4 - The indemnification for provision of undue guarantee will be paid by charging against the revenue of the tax of the year in which the payment was made.

For its part, for the procedural effectuation of this right, Article 171 of the CPPT provides that «the indemnification in case of bank guarantee or equivalent unduly provided will be requested in the process in which the legality of the enforceable debt is disputed» and that «the indemnification must be requested in the reclamation, impugnation or appeal or in case its ground is supervening within 30 days after its occurrence».

As has been the consistent understanding in the jurisprudence of CAAD, it is considered that the judicial impugnation process encompasses the possibility of condemnation in the payment of indemnification to the impugner for the provision of undue guarantee, deciding even that the arbitral process is also, in principle, a processually equivalent and adequate means to formulate such request, which is justified by evident reasons of procedural economy, since the right to indemnification for undue guarantee depends on what is decided regarding the legality or illegality of the assessment act.

Once the request for constitution of the arbitral tribunal and for arbitral pronouncement is filed, it will then be in the arbitral process that the "legality of the enforceable debt" will be discussed, whereby, as results from the express terms of that section 1 of the aforementioned Article 171 of the CPPT, it is also the arbitral process that is appropriate to assess the request for indemnification for undue guarantee.

In the case at hand, it is manifest that the errors underlying the VAT assessment are derived from a non-conforming interpretation and application of the law imputable to the Tax and Customs Authority which, by means of the revocation order, assumed the error justifying the emergence of the right to indemnification for provision of undue guarantee.

However, it is equally required under the cited legal terms that there has been provision of bank guarantee or equivalent and that this indemnification can only have as its value the amount of the costs of the effective provision which, even so, "...has as its maximum limit the amount resulting from the application to the guaranteed value of the indemnificatory interest rate provided for in this law...".
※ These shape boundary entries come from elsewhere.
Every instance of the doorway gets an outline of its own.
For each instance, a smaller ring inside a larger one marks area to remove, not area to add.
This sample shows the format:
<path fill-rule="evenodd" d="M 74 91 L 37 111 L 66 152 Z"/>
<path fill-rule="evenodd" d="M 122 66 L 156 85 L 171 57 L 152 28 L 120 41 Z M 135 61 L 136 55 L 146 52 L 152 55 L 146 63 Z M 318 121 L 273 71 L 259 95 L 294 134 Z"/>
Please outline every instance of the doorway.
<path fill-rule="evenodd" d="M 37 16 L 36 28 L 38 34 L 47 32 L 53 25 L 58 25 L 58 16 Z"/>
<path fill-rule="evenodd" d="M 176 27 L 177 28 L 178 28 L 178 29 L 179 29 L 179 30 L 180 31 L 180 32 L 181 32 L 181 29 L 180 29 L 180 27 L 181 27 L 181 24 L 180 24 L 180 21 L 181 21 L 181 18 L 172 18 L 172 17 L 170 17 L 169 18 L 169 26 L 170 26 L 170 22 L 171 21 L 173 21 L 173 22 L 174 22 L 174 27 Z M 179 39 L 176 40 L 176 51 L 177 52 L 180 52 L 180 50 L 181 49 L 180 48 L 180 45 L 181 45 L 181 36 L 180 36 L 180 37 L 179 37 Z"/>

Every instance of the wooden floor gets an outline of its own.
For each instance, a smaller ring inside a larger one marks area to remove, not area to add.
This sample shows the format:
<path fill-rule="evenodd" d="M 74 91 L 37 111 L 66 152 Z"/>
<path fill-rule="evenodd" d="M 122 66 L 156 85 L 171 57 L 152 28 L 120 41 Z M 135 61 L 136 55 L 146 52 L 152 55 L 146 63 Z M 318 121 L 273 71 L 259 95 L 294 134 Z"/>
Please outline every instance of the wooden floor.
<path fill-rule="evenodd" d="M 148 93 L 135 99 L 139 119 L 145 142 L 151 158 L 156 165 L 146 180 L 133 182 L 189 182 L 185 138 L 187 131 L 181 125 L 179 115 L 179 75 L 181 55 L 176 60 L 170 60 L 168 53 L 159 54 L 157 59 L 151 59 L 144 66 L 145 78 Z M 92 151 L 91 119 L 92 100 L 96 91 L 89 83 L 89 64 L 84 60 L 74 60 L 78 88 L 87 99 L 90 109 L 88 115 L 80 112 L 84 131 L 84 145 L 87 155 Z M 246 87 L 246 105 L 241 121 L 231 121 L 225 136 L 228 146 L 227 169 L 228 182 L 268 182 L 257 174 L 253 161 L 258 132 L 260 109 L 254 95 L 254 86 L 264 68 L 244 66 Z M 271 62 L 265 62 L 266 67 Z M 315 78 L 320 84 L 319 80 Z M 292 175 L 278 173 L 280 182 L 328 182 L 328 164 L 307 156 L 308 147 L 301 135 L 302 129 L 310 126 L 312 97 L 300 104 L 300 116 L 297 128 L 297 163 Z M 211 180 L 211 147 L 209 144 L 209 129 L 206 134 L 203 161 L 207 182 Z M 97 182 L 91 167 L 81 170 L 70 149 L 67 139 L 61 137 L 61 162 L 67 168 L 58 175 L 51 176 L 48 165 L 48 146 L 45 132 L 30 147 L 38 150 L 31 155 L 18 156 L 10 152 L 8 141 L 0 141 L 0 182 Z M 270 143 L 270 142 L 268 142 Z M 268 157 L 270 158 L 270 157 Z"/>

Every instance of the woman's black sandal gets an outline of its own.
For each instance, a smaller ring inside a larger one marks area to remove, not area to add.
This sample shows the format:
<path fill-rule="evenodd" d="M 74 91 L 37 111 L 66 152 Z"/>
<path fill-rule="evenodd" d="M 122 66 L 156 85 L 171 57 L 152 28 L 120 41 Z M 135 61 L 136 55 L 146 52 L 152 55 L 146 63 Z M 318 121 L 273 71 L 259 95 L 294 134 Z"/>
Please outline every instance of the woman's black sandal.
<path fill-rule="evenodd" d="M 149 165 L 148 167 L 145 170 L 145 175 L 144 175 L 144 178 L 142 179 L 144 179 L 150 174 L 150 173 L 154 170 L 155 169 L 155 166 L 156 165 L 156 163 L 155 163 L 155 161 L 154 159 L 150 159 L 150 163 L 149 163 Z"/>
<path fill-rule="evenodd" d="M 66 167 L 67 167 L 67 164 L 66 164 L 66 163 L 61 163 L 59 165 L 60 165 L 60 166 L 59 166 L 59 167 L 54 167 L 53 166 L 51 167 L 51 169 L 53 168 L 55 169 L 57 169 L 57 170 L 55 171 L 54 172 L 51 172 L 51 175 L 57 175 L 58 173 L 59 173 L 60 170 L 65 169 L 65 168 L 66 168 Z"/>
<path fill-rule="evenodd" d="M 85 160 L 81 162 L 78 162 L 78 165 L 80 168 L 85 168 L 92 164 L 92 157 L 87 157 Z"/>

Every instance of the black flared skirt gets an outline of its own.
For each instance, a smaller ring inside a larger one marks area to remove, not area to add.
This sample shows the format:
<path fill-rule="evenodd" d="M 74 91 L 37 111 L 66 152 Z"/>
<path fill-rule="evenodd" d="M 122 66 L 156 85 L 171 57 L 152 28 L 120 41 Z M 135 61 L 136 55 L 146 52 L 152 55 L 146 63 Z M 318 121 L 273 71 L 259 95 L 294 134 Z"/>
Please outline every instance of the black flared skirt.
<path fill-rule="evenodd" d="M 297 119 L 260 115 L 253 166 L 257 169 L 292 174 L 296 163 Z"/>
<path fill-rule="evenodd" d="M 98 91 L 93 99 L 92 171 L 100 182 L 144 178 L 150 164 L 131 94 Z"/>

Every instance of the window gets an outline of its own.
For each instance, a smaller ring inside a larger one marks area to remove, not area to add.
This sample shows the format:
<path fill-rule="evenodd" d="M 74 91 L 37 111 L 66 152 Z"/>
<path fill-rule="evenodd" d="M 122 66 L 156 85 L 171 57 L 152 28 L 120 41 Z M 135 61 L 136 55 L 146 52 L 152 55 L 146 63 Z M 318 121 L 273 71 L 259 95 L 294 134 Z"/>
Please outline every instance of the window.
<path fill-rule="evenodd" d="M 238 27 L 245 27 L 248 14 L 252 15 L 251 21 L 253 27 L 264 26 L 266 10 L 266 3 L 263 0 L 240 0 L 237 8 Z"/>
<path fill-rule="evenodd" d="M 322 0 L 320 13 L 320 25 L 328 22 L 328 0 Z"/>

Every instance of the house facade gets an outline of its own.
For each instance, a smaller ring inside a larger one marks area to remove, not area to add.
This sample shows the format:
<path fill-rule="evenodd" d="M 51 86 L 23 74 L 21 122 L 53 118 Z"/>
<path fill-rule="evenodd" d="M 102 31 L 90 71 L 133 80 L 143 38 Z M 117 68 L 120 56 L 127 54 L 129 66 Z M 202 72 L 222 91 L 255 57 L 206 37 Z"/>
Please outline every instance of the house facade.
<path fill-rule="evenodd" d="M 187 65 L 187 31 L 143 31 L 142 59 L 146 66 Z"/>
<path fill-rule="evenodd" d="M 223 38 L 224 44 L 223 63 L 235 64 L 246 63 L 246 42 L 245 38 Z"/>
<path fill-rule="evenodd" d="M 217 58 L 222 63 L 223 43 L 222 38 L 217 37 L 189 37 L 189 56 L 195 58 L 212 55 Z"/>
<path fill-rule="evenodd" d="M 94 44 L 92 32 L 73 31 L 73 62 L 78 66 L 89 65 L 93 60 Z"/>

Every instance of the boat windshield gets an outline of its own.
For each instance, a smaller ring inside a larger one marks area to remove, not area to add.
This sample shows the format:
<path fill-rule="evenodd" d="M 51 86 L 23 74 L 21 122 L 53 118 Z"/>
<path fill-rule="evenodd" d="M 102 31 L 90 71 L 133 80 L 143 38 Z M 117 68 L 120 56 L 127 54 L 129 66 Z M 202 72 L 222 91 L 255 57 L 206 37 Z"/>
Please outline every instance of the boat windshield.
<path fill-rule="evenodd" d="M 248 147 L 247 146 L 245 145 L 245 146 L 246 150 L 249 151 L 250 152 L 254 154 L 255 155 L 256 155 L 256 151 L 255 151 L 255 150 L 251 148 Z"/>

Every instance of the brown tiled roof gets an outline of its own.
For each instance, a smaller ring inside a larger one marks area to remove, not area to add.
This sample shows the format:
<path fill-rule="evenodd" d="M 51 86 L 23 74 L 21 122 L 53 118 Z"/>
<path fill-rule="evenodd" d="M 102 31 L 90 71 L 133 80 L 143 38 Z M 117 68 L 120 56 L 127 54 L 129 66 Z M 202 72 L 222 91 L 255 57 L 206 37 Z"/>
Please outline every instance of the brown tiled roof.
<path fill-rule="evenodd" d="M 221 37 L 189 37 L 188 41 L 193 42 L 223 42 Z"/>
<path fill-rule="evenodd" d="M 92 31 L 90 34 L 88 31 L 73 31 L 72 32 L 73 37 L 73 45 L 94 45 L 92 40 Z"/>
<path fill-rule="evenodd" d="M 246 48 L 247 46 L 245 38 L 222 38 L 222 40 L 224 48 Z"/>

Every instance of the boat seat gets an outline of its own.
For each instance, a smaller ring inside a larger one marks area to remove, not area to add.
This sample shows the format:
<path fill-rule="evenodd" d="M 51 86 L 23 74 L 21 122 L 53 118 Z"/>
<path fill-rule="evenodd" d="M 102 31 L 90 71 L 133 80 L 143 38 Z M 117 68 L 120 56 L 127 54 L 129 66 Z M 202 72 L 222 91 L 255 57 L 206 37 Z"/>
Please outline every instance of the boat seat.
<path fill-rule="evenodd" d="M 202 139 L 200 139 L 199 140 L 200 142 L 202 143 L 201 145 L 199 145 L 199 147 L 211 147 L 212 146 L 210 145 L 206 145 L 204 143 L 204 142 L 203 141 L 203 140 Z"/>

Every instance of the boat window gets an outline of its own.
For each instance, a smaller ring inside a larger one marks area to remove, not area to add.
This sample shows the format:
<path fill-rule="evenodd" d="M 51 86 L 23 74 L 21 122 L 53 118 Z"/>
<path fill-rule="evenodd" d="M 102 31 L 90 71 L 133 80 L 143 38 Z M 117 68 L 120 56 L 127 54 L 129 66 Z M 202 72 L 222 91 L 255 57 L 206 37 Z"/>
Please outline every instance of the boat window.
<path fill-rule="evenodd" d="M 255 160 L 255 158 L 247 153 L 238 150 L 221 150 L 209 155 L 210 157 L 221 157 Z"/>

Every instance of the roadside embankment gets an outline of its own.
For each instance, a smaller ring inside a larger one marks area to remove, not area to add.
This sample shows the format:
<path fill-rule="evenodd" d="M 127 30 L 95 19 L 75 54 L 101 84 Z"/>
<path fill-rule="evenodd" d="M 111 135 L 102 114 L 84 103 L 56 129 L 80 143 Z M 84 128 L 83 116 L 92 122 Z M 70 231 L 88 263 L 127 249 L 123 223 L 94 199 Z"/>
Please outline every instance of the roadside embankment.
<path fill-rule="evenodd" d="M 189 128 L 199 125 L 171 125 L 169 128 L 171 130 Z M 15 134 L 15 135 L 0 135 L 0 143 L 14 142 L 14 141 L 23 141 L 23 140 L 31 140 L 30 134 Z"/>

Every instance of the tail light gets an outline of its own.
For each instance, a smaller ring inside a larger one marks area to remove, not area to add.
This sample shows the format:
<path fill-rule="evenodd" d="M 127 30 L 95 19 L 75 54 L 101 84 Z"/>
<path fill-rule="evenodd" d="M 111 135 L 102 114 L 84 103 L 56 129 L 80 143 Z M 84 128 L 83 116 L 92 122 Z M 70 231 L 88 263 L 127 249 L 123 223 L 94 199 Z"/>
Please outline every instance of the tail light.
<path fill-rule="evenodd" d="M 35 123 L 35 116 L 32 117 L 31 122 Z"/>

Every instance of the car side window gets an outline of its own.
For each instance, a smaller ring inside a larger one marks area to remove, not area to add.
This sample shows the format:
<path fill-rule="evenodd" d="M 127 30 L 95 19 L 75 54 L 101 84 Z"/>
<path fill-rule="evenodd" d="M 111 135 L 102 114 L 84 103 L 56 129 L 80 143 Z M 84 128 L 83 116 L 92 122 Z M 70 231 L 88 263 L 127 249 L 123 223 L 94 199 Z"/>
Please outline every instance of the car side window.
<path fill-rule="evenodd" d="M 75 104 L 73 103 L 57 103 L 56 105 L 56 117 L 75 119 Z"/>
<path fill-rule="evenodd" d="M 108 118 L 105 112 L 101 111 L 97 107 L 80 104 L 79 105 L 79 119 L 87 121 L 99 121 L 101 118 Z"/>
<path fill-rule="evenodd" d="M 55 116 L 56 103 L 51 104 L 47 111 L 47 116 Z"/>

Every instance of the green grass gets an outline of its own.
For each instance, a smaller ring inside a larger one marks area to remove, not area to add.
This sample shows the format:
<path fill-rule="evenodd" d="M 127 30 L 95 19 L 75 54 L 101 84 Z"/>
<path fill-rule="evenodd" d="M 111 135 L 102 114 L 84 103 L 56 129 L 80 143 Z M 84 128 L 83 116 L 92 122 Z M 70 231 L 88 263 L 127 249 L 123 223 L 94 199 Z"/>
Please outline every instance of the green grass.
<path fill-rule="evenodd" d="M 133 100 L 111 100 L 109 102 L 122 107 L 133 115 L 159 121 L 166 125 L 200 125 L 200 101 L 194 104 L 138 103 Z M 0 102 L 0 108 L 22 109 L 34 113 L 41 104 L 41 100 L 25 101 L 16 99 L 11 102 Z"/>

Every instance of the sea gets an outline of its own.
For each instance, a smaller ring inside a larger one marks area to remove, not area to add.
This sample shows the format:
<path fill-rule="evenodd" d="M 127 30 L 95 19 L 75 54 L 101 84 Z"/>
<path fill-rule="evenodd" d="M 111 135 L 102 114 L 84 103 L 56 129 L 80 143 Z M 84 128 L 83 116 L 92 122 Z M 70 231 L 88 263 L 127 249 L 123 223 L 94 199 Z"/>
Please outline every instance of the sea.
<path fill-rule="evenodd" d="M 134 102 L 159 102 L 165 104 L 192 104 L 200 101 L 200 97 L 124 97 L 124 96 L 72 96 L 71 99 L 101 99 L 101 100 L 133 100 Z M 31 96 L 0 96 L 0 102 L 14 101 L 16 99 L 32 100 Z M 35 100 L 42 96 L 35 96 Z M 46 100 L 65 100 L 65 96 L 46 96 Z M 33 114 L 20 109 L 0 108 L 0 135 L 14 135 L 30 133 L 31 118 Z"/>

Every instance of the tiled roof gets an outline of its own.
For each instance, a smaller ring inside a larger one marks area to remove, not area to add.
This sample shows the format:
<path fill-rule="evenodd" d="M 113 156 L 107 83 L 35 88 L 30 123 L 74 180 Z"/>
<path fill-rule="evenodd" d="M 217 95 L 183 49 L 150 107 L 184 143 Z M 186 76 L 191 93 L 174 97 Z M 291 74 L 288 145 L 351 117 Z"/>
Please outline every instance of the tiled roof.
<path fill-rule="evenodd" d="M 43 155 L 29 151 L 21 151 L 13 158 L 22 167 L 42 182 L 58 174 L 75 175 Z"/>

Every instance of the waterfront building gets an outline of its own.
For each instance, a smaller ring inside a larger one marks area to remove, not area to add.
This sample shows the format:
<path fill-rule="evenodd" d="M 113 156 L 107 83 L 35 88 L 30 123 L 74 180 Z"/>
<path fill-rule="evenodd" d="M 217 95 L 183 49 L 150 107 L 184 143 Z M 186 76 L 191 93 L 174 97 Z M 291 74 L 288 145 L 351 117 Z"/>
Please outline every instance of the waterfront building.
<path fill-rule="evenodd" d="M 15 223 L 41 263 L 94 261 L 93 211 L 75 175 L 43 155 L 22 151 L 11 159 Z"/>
As the Tax Authority mentions in its Response, the lien, for the purposes of these normative provisions, cannot be equated with a "bank guarantee or equivalent".

The equivalence of which both Article 53 of the GTC and Article 171 of the CPPT speak, has been understood as being that which implies for "the interested party the existence of expenses whose amount varies in function of the period of time during which it is maintained".

In truth, for the guarantee to be equivalent it must bring to the executed parties costs with its provision, which, in the case at hand seems not to happen, as much so that, as results from the factual matter given as proven, no amount of expenses inherent to the provision of guarantee in the form of a lien is indicated.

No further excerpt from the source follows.